I have read that in Ruby, everything is an object; so variables are objects. And Ruby is supposed to be quite liberal concerning what can be changed via meta-programming.
Is there some kind of 'Class' associated with local variables that I could extend?
I would like to associate a string-variable for each variable that holds a string representation of a type. Further I would like to intercept variable assignments and execute a method each time a new value is assigned to a variable. This is so I can check, if the new value is correct according to the type (stored as string in the Variable).
If local variables in Ruby are defined as object of a class, I can extend that class or modify it via a ruby mixin.
The workaround would be to create a new class for my Variables (and not use the build in local variables of Ruby). This class can have a value attribute, a attribute (stored as string) for the type and a get- and set-method. This way I can solve my problem, but I would like to extend the built in variables in ruby, if that is possible.
current work in progress
class Fixnum
attr_accessor :tp
@tp
def mytype ( type )
@tp = type
end
def typecheck
#call typechecker
puts "checked"
end
end
Test Code:
a = 3
a.mytype("nat")
puts a.tp
a.typecheck
There are still two problems.
First, I think it is not possible to add a new constructor to Fixnum. Second, I would like to intercept the variable access, i.e. "b = a" calls the method 'typecheck' of a. But this would require something similar to Aspect Oriented Programming and I am not sure if this can be solved with Ruby's meta-programming facilitates.

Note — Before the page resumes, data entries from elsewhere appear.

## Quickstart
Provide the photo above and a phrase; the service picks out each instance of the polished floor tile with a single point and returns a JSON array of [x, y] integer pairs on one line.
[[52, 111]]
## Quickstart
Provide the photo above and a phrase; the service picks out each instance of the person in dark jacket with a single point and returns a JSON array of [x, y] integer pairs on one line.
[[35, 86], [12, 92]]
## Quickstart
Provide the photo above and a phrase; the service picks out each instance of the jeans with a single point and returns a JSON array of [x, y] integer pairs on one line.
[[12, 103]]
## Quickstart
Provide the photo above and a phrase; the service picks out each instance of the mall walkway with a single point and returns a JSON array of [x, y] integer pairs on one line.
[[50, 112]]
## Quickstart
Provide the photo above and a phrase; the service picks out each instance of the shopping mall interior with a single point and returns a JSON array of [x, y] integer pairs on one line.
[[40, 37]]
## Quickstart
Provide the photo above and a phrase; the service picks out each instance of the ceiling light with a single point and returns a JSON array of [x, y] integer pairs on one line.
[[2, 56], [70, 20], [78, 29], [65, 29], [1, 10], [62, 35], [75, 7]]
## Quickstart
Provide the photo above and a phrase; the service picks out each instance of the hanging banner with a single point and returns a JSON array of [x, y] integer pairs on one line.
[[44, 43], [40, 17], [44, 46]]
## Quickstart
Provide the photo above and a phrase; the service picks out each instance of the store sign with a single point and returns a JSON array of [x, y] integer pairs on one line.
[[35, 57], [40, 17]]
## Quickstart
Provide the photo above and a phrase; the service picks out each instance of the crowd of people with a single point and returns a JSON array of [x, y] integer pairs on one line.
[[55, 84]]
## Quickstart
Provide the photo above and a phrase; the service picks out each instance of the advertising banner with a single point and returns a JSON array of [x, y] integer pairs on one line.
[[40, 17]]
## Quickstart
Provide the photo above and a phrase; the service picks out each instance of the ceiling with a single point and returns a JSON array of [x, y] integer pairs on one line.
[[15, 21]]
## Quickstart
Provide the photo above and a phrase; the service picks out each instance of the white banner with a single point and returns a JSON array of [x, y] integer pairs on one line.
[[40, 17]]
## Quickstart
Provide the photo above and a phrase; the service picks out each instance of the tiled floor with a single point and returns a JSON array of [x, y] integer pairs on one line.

I have read that in Ruby, everything is an object
That depends on your definition of "object" and every-"thing". "Object" can mean "entity that can be manipulated by the program" (which I will call object from now on), or "value that is a member of the object system" (which I will call Object
from now on).
In Ruby, everything that can be manipulated by the program (i.e. every object) is also an Object
, i.e. an instance of a class. This is unlike Java, for example, where primitives can be manipulated by the program (i.e. are objects in that sense of the word), but aren't Objects
. In Ruby, this distinction doesn't exist: every object is an Object
and every Object
is also an object.
However, there are things in the language, which cannot be manipulated by the program and which aren't instances of a class, i.e. they are neither object s nor Object
s. These are, for example, methods, variables, syntax, parameter lists, arguments lists, keywords.
Note: you can use Ruby's reflection API to give you an object that represents a method or a parameter list, but that object is only a proxy, it is not the real thing.
So, when we say "everything is an object", what we really mean is that "every object is an Object
", i.e. that everything which can be manipulated by the program is also a member of the object system, or in other words, there are no values outside of the object system (unlike primitives in Java). We do not mean that everything that exists in the language can also be manipulated at runtime by the program.
so variables are objects
No, unfortunately, they are neither object s nor Object
s.
This is also clearly stated in the Ruby Language Specification (emphasis added by me):
6.2 Variables
6.2.1 General description
A variable is denoted by a name, and refers to an object, which is called the value of the variable.
A variable itself is not an object.
In the book The Ruby Programming Language by Matz and David Flanagan it says on page 2:
every value is an object
Note, it doesn't say every-thing, only every value.
See also the question Is variable is object in ruby?
There are a couple things you can do. For starters, all (or very nearly all) Ruby classes (including "primitives" such as numbers) support a to_s method which returns a string representation of the object. For numbers, to_s will just return the string representation of that number (e.g., "42" for 42). The string value returned for other classes will vary. The nice thing is that you can override a class's methods via "monkey patching". Here's an extremely contrived example:
class Array
def to_s
return "An array of size #{self.size}."
end
end
a = [1, 2, 3, 4]
puts a.to_s
# => "An array of size 4."
For your other question regarding executing a method every time a variable's value is set, the way to handle this is to always interact with the variable through its accessor methods. This way you can implement custom code inside a property's getter and setter methods (or simply call another method from inside the accessor). Like this:
class MyClass
# Use the default getter for var.
attr_reader :var
def initialize
@var = 1
end
# Custom setter for var.
def var= v
@var = v
puts "var changed to #{v}"
end
end
mc = MyClass.new
mc.var = 9
# => "var chaged to 9"
You could do something like this, but it only works for globals:
$type_checked = {:$a => String, :$b => Array}
$type_checked.keys.each do |var|
trace_var(var) do |obj|
puts "hey, don't assign #{var} to a #{obj.class}" unless $type_checked[var] == obj.class
#or raise an Error
end
end
$a = 1
$a = "a"
$b = 1
#output:
#hey, don't assign $a to a Fixnum
#hey, don't assign $b to a Fixnum
But this clearly goes against the grain of the language.